A little over a year ago, the market capitalization for the whole cryptocurrency industry exceeded $ 800 billion, but has since fell more than 80 percent. Today the figure is 141 billion. Such a protracted bear market received a separate term “Kriptonika”. The blockchain-an investment Fund of San Francisco Pantera Capital published a study in which the price of Bitcoin 2013 is compared with the price of 2017 based on actual and anticipated performance. As stated in the report of the Fund, despite the significant drop in prices, the fundamentals of the major cryptocurrencies have continued to grow.
In 2013, the first Bitcoin climbed above $ 1000 dollars but already in the following year was slightly more than 300 dollars. Remarkably, the cycle is also marked cryptoimage. Says CEO of Pantera Capital Dan Morehead, the first kryptonia he was worried a lot stronger, as it was the first test of the blockchain. But the technology survived, and based on her currency in subsequent years only grew in price.

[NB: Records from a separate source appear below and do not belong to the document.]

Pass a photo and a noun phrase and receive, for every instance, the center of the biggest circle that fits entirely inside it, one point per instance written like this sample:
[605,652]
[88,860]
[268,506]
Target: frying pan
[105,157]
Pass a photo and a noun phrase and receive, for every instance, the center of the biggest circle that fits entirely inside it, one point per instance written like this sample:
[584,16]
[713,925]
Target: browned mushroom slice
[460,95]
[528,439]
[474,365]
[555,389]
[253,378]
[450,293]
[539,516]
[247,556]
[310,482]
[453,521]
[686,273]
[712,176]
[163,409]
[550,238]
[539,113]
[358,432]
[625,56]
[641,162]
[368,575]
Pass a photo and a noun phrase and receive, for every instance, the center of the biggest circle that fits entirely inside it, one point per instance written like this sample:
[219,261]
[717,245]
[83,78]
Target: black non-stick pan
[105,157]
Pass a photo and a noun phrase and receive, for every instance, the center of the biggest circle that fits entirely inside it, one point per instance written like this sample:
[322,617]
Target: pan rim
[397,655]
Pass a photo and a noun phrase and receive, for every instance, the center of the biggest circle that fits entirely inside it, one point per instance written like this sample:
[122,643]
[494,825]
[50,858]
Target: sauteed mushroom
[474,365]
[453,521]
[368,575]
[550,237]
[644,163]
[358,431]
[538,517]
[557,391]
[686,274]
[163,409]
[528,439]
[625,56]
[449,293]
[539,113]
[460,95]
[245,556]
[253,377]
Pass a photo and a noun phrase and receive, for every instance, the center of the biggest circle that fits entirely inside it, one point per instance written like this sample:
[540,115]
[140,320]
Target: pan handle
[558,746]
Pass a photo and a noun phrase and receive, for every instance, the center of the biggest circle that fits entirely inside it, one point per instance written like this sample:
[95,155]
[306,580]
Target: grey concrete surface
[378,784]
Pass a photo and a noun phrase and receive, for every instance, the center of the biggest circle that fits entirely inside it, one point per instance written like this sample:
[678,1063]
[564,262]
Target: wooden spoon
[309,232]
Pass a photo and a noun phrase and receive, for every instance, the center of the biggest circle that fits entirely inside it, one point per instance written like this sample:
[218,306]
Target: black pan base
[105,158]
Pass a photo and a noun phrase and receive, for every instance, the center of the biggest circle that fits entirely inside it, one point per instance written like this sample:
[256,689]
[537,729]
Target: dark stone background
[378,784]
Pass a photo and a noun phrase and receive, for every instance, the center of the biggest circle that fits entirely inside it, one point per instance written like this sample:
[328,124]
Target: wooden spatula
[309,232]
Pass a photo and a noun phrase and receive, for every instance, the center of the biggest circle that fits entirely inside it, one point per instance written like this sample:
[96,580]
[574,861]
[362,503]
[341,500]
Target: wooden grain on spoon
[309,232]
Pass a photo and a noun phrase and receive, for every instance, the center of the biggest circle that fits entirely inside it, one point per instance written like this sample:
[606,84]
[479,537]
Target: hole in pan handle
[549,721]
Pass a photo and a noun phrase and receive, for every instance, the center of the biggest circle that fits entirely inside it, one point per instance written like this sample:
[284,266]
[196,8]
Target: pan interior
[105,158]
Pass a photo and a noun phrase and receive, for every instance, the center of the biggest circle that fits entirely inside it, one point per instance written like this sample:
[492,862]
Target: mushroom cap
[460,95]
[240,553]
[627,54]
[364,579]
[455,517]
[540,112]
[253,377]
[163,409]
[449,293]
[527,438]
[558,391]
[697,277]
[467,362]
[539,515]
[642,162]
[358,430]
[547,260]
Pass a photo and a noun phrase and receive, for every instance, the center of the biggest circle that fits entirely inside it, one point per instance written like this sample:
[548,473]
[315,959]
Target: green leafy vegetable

As for the current bear market, but now the fundamentals and features of cryptocurrency is much stronger than it was during cryptogamy 2014-2015.
And according to Morehead, this trend is primarily due to the growth of institutional interest in the cryptocurrency. We will remind, this year needs to be running platform for trading digital assets Bakkt from the NYSE and ICE, and Fidelity is going to run custodial services. Recently JP Morgan has released its own cryptocurrency backed by dollar.
People been saying for years about the coming wave of institutional money. I think the spaces are there the necessary conditions for this.
More data look at cryptodata. The current rate of coins can be found in our classroom ranking of cryptocurrencies.